Psst, we found another one. Another secret spot.
But sssh, we’re going to tell you where it is. It’s not behind a deli this time. In fact, we’ll say that it’s um, well it’s outside.
There are hidden wine cellars under the Brooklyn bridge!
But they’re empty. At least they’re empty right now. The cellars were officially emptied at the end of WWII, but the history of the cellars goes back further.
The ‘hidden’ cellars are nested under the entrances to the bridge on both sides. Despite our initial surprise as to why cellars are under the bridge, it turns out that was the original plan in said bridge’s construction design.
According to TimeOut NY, Washington Roebling, the chief bridge engineer, had two liquor establishments who were on both sides of the projected roadway space and had no intention of moving their business.

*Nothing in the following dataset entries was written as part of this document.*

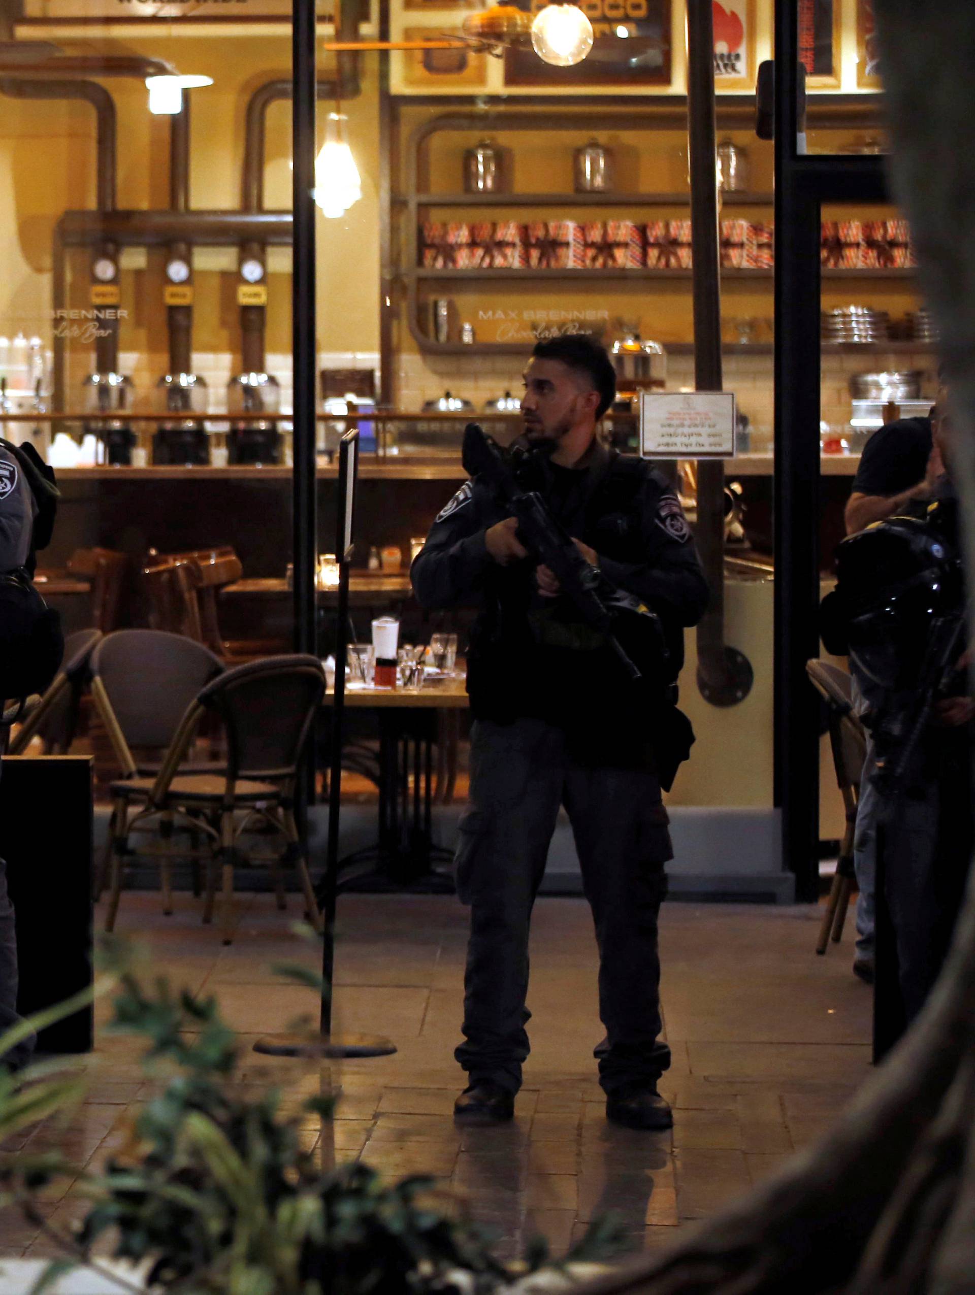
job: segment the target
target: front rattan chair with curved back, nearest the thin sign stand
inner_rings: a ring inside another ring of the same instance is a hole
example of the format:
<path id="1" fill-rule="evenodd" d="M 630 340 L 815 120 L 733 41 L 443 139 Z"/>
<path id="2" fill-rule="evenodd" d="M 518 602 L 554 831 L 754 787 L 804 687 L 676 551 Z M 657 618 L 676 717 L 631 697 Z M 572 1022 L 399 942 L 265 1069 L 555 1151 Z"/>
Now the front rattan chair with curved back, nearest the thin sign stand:
<path id="1" fill-rule="evenodd" d="M 321 930 L 304 843 L 294 817 L 298 763 L 325 692 L 325 673 L 315 657 L 267 657 L 229 670 L 207 684 L 183 717 L 155 778 L 126 778 L 113 783 L 114 837 L 110 848 L 111 895 L 105 929 L 113 930 L 122 892 L 122 869 L 132 853 L 131 834 L 161 816 L 197 828 L 211 843 L 203 921 L 214 913 L 216 865 L 221 866 L 221 929 L 224 944 L 233 938 L 233 866 L 237 842 L 251 826 L 281 835 L 281 856 L 269 856 L 278 908 L 285 894 L 277 870 L 293 864 L 302 884 L 308 918 Z M 180 772 L 197 728 L 215 714 L 227 733 L 224 773 Z M 131 811 L 135 807 L 135 813 Z M 251 853 L 251 859 L 256 857 Z"/>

Well, we can't blame them for their location choices. Who'd pass those up in NYC?
Unable to convince or force either of them to budge, he built both of the companies’ cellars within the bridge entrances: Rackey’s Wine Company on the Brooklyn shore and Luyties & Co on the Manhattan side. And to pay off the project, other areas within the bridge were rented out.
A space underneath the prying eyes of New York’s Prohibition Act? It was practically a beacon for selling bootlegged liquor.
Speaking of, did you know that the term 'bootleg' came from the way liquor was transported across the city on people by attaching the booze to– Right. This isn't a history lesson (kinda). Back to the cellar.
The space was a hotspot for pop-up speakeasies for the upper crust members of NYC society during prohibition, which you should know, is our all-time fave #aesthetic.
We’re going to keep our ears peeled for any current bars that may be there today. You know, keeping the spirits alive with some more spirits in us.